IH: Es ist wirklich auch eine Frage der Sponsoren. Die Suche gestaltet sich im Rahmen der aktuellen wirtschaftlichen Situation immer schwieriger. Wir haben das Glück, dass wir einerseits auf langjährige Partner vertrauen können, und andererseits auch dieses Jahr wieder zwei Sponsoren zu Besuch haben werden, die sich ein Bild des Anlasses verschaffen wollen. Danach werden sie entscheiden, ob und wie sie bei uns einsteigen.

LK: Wir freuen uns natürlich, dass es uns gelingt, immer wieder Kandidaten für Sponsoring zu Gast zu haben. Das zeigt auch, dass der Anlass mittlerweile eine gute Akzeptanz geniesst.

 

bm: Nehmt an, Ihr findet Aladin’s Wunderlampe und der Geist gewährt jedem von Euch drei Wünsche. Welche wären das?

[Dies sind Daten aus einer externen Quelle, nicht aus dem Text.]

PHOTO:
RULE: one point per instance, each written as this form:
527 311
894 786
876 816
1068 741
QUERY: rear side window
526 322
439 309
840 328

LK: Erstens keine grossen Schwierigkeiten, zweitens keine Unfälle und drittens ein reibungsloser Ablauf.

IH: Drei Tage wunderschönes Wetter, gute Stimmung, zufriedene Besucher, Trucker und Biker.

LK: Nun, am Samstag Abend dürfte es schon mal so kurz regnen (lacht). Das bringt die Besucher ins Trockene, sprich ins Festzelt.

 

bm: Gibt es etwas, das Ihr heute Euren Kritikern der ersten Stunde – und die waren ja zahlreich – mit auf den Weg geben wollt?

LK: Bleibt kritisch, aber habt auch den Mut, Eure Kritik im Nachhinein zu überdenken.

IH: Vielleicht sollte man sich besser erst einmal selber ein Bild verschaffen, bevor man sich negativ äussert. Ich glaube, jeder der die Mühe auf sich nimmt, so einen Anlass zu organisieren, verdient eine Chance.

LK: Es tut einem aber schon gut, wenn man die Kritiker mit einer guten Leistung von ihrer Meinung abbringen kann.

 

bm: Wenn Ihr beide Iris Huggler und Lori Krebs interviewen müsstet, welche Frage stellt Ihr den Beiden, die ich nicht gestellt habe?

LK: Wann findet das elfte Festival statt? Nun, eben nicht im Juni, sondern in der ersten August Hälfte. Wir haben den Anlass geschoben und wollen einmal sehen, wie das vom Publikum aufgenommen wird. Oder aber: Steht Iris auf Country?

IH: Ich mag die Musik sehr. Die Bellamy Brothers habe ich schon als Teenager gehört. Nun aber eine Frage an Lori: An welches Festival hast Du eine ganz spezielle Erinnerung?

LK: Ich weiss gar nicht, sollte ich etwas Aufregendes erlebt haben, dass ich nicht vergessen sollte? Aber nein, Du spielst wohl auf das zweite Festival an, wo wir einen derartiges Gewitter hatten, dass fast das grosse Zelt zusammenbrach. Wasser überall. Danach sagte ich mir: Nie wieder. Nun, das sage ich wohl seit sieben weiteren Jahren.

 

bm: Danke für das Gespräch und viel Glück für die nächsten zehn Jahre.